Das war bei Jean-Marc Bosman der Fall, der bis vor den Europäischen Gerichtshof zog, dessen Entscheid 1995 das bis dahin bestehende Transfersystem im Fußball aus den Angeln hob. Rechtliche Grundlage war die Arbeitnehmerfreizügigkeit: Die freie Wahl des Arbeitsplatzes muss EU-weit möglich sein.
In Sachen FC Sion kommt das gerichtliche Brimborium womöglich noch komplizierter daher. Der ganze Schlamassel geht eigentlich zurück auf ein FIFA-Urteil. D.h. des Fußball-Weltverbandes. Mit dessen Umsetzung war die Schweizer Liga betraut – die sich daraufhin im Konflikt mit dem umtriebigen Sion-Präsidenten Constantin sah, der via Sport-Gerichtsbarkeiten nicht zu dem von ihm gewünschten Resultat kam und seine sechs betroffenen Spieler anhielt, vor ein ziviles Gericht zu ziehen. Mittlerweile hat der „Fall“ einen weiteren Verband, den europäischen (UEFA), erreicht.
Profis und Amateure trennen?
Auch die höchste Sportgerichtsbarkeit, das „Tribunal arbitral du sport“ (TAS) in Lausanne, ist – natürlich – befasst. Ein definitives Urteil hat auch dieses noch nicht gefällt. Macht es dies, und es gefällt dem umtriebigen Sion-Präsidenten Constantin nicht, hat Letztgenannter bereits angekündigt, gegebenenfalls vor das Schweizer Bundesgericht zu ziehen.

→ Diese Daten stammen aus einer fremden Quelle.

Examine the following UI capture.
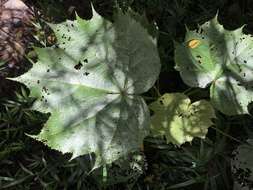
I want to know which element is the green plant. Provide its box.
[9,6,160,168]
[149,93,215,145]
[175,14,253,115]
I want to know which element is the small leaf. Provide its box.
[231,139,253,190]
[175,14,253,115]
[149,93,215,145]
[10,7,160,167]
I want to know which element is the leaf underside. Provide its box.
[175,14,253,115]
[11,7,160,168]
[149,93,215,146]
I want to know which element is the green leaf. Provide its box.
[10,7,160,168]
[231,139,253,190]
[149,93,215,145]
[175,14,253,115]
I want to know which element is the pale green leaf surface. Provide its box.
[175,14,253,115]
[10,8,160,168]
[149,93,215,145]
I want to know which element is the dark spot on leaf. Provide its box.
[74,62,83,70]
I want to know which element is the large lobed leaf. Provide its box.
[231,139,253,190]
[175,14,253,115]
[149,93,215,145]
[10,8,160,167]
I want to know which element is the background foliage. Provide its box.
[0,0,253,190]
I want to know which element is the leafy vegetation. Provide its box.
[0,0,253,190]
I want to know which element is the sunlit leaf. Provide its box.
[149,93,215,145]
[10,7,160,167]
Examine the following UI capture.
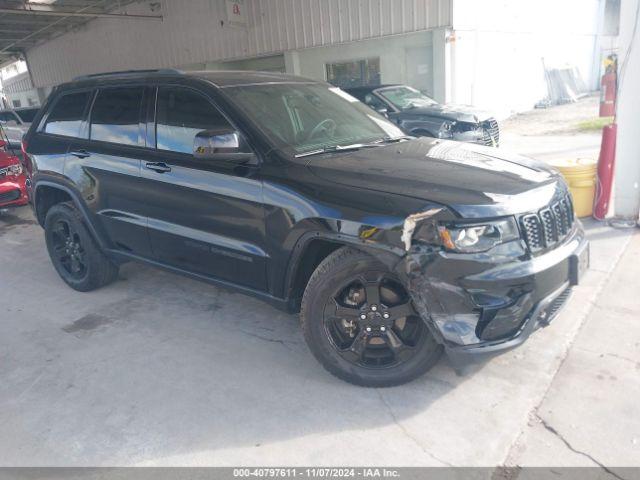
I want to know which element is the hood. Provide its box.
[402,103,492,123]
[307,138,566,218]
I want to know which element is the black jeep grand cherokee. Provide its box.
[23,71,588,386]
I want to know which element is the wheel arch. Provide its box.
[285,232,402,312]
[411,128,437,138]
[33,180,108,250]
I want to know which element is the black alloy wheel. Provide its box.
[300,247,443,387]
[51,219,87,280]
[324,272,426,368]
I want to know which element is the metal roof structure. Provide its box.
[0,0,162,66]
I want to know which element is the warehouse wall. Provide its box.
[451,0,604,116]
[293,31,433,94]
[27,0,452,87]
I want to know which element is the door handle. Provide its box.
[69,150,91,158]
[144,162,171,173]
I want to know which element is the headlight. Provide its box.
[6,164,22,175]
[438,121,456,138]
[438,218,520,253]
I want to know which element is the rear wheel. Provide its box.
[301,248,442,387]
[44,202,118,292]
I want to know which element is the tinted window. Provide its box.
[90,87,144,145]
[156,87,230,153]
[0,112,17,123]
[364,93,387,110]
[16,108,38,123]
[44,92,91,137]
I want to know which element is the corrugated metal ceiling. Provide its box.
[0,0,161,64]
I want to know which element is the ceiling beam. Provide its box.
[0,7,162,20]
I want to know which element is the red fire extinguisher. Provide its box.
[600,54,618,117]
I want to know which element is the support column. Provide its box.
[614,0,640,219]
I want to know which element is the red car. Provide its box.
[0,140,29,208]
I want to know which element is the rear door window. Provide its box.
[44,92,92,137]
[156,87,231,154]
[90,87,144,145]
[16,108,38,123]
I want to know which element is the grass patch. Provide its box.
[577,117,613,132]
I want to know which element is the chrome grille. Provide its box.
[482,117,500,147]
[520,195,575,253]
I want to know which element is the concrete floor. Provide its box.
[0,204,640,466]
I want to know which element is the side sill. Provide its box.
[105,249,292,313]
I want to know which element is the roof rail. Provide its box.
[72,68,183,82]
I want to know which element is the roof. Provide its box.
[0,0,162,66]
[63,69,318,88]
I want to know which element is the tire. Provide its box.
[301,247,443,387]
[44,202,118,292]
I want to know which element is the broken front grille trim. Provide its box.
[520,195,575,253]
[482,118,500,146]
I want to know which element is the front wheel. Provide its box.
[301,248,442,387]
[44,203,118,292]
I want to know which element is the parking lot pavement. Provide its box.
[500,96,602,161]
[508,229,640,468]
[0,208,637,466]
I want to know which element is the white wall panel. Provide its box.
[27,0,452,87]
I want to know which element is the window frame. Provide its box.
[87,82,149,148]
[146,82,262,165]
[36,87,96,140]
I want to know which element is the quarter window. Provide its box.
[156,87,231,154]
[44,92,91,137]
[90,87,144,145]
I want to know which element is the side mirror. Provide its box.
[193,129,255,163]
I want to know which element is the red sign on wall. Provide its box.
[226,0,247,26]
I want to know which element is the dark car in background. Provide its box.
[24,71,589,386]
[0,107,40,149]
[345,85,500,147]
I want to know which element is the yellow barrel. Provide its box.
[549,158,598,217]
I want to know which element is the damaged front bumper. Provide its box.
[398,222,589,363]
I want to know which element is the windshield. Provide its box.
[224,83,404,154]
[376,87,438,110]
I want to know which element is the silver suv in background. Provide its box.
[0,107,40,148]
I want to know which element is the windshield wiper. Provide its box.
[296,143,381,158]
[295,135,415,158]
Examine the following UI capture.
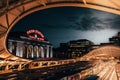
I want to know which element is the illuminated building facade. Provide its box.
[109,32,120,46]
[58,39,93,58]
[7,30,53,59]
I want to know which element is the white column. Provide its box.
[50,46,53,58]
[46,45,50,58]
[8,41,12,53]
[41,47,44,58]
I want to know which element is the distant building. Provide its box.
[109,32,120,46]
[55,39,93,58]
[7,30,53,59]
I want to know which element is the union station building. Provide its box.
[7,29,53,59]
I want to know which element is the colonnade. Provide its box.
[8,41,53,58]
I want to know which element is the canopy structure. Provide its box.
[0,0,120,60]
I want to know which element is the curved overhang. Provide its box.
[0,0,120,60]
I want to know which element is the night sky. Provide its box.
[11,7,120,47]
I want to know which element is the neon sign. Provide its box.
[27,29,45,41]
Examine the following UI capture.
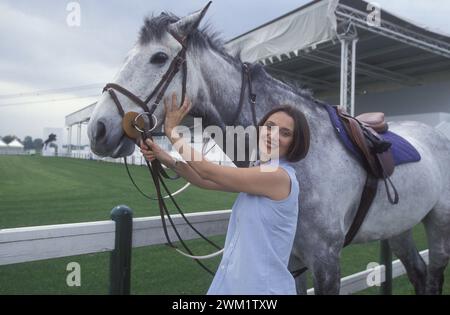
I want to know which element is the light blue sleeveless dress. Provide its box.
[207,157,299,295]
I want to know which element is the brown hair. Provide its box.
[258,105,310,162]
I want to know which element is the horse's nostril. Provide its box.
[95,121,106,142]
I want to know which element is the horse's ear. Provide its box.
[169,1,212,38]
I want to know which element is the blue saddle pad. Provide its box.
[324,104,420,165]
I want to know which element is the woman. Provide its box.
[141,95,309,295]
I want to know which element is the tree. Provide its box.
[23,136,34,150]
[33,138,44,151]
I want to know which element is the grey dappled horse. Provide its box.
[88,8,450,294]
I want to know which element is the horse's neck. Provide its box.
[199,49,332,164]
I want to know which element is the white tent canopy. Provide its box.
[225,0,449,63]
[8,139,23,148]
[225,0,338,62]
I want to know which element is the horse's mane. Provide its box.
[139,12,240,62]
[139,12,313,99]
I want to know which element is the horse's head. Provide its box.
[88,3,221,157]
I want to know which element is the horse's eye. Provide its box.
[150,52,169,65]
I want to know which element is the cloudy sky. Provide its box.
[0,0,450,141]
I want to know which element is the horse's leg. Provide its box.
[311,249,341,295]
[423,205,450,294]
[389,230,427,294]
[289,251,307,295]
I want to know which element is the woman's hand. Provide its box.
[164,93,191,137]
[140,139,174,167]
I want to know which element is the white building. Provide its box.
[66,0,450,163]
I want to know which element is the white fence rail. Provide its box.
[0,210,231,266]
[0,210,428,294]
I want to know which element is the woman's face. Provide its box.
[259,111,294,160]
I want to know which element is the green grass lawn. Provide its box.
[0,156,450,294]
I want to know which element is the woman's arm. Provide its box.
[160,94,290,200]
[166,129,290,200]
[141,140,238,192]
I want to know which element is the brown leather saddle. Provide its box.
[335,106,399,246]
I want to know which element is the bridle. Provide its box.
[103,3,257,275]
[103,28,188,135]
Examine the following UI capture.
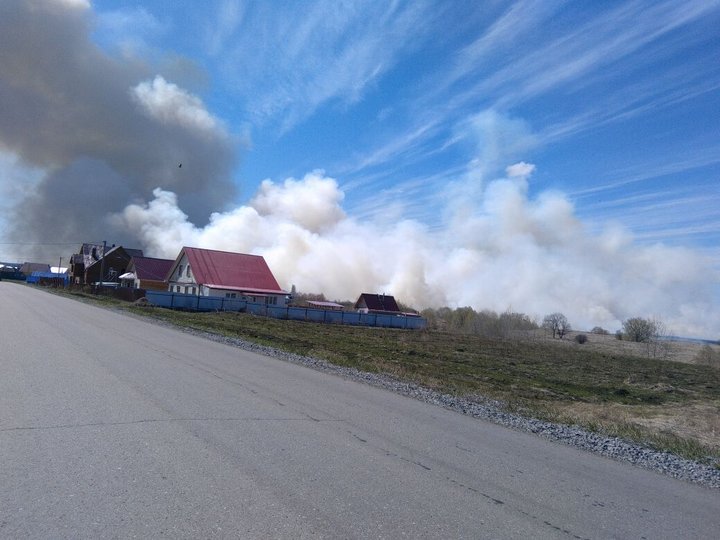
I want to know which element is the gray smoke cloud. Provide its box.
[0,0,236,256]
[115,167,720,336]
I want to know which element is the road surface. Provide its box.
[0,281,720,539]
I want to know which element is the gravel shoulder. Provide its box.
[122,311,720,489]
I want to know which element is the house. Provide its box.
[308,300,345,311]
[70,243,103,285]
[355,293,403,315]
[166,247,289,306]
[0,262,25,281]
[120,257,175,291]
[82,244,143,283]
[20,262,50,277]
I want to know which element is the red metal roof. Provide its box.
[132,257,175,281]
[355,293,400,312]
[178,247,284,292]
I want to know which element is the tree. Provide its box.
[623,317,671,358]
[543,313,572,339]
[623,317,657,343]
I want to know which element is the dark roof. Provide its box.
[130,257,175,281]
[180,247,285,293]
[85,246,143,269]
[355,293,400,312]
[20,262,50,276]
[73,243,102,268]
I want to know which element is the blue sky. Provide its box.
[94,0,720,250]
[0,0,720,337]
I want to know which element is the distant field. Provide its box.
[45,288,720,465]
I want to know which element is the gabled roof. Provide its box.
[72,242,102,268]
[129,257,175,281]
[85,246,143,270]
[355,293,400,312]
[173,247,285,293]
[20,262,50,276]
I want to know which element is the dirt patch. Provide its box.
[556,402,720,451]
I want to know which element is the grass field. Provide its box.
[47,288,720,466]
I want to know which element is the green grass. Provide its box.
[46,286,720,463]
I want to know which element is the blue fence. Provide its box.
[145,291,426,330]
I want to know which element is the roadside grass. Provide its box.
[46,286,720,467]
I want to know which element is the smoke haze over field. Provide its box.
[115,167,720,335]
[0,0,720,337]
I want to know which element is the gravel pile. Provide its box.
[170,324,720,489]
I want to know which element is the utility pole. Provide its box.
[100,240,107,288]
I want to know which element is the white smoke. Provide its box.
[131,75,218,135]
[115,168,720,336]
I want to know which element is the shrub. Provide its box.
[543,313,572,339]
[623,317,657,343]
[695,345,720,367]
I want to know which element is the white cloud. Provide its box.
[117,168,720,336]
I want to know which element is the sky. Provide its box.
[0,0,720,338]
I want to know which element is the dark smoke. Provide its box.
[0,0,235,256]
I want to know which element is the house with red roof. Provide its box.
[165,246,289,306]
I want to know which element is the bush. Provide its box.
[695,345,720,367]
[543,313,572,339]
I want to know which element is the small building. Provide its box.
[70,243,103,285]
[20,262,50,277]
[308,300,345,311]
[83,246,143,283]
[120,257,175,291]
[166,247,289,306]
[355,293,403,315]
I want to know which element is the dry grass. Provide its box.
[39,284,720,464]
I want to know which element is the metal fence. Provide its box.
[145,291,426,330]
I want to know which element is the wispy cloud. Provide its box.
[212,1,432,130]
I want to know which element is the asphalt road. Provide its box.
[0,281,720,539]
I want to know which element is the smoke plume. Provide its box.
[0,0,235,256]
[115,167,720,336]
[0,0,720,337]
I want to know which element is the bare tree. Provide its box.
[543,313,572,339]
[623,317,657,343]
[623,317,671,358]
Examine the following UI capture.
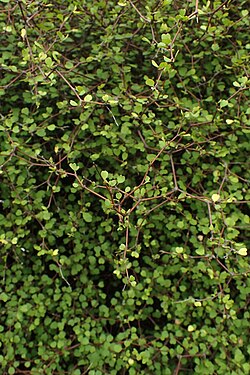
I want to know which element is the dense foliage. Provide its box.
[0,0,250,375]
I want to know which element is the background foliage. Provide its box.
[0,0,250,375]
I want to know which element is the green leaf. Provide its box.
[82,212,93,223]
[238,247,247,257]
[101,171,109,181]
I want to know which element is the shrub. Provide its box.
[0,0,250,375]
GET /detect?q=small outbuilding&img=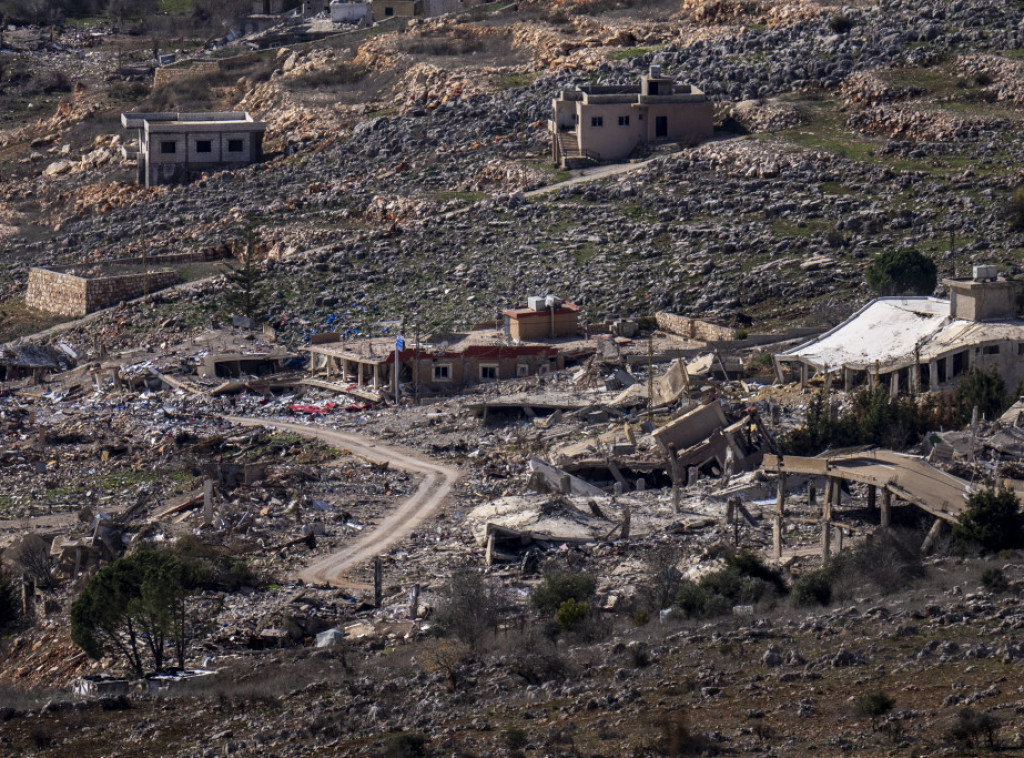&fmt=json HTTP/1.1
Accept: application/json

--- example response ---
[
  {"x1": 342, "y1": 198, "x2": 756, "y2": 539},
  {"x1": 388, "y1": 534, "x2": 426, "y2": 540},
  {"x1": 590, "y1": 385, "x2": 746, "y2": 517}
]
[{"x1": 121, "y1": 112, "x2": 266, "y2": 186}]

Das haben auch andere schon versucht, ohne Erfolg – noch nicht, ist man geneigt zu sagen. Sollte irgendwann das Schweizer Bundesgericht einmal eine TAS-Entscheidung für ungültig erklären, wäre auch die Autorität dieses letztinstanzlichen Sportgerichts untergraben und ausgehöhlt.
Will der Sport seine Spezifität „behalten“, wäre ein solcher Fall dem nicht unbedingt förderlich. Sport hat eine soziale und pädagogische Komponente, beruht zu einem großen Teil auf freiwilligem Engagement – der Amateursport, wohlgemerkt. Der Profisport steht hier fast schon außen vor. Ein Argument des (Profi-)Sports wider das Bosman-Urteil war u.a., dass Sportvereine nicht mit Wirtschafts-Unternehmen gleichzusetzen seien. Da lachten 1995 schon die Hühner, und heute, 2011, kriegen sie sich gar nicht mehr ein vor Lachen, wenn sie sich die Bilanzen von Real Madrid und Manchester United ansehen oder den Weg, den der globalisierte Radsport dabei ist zu beschreiten.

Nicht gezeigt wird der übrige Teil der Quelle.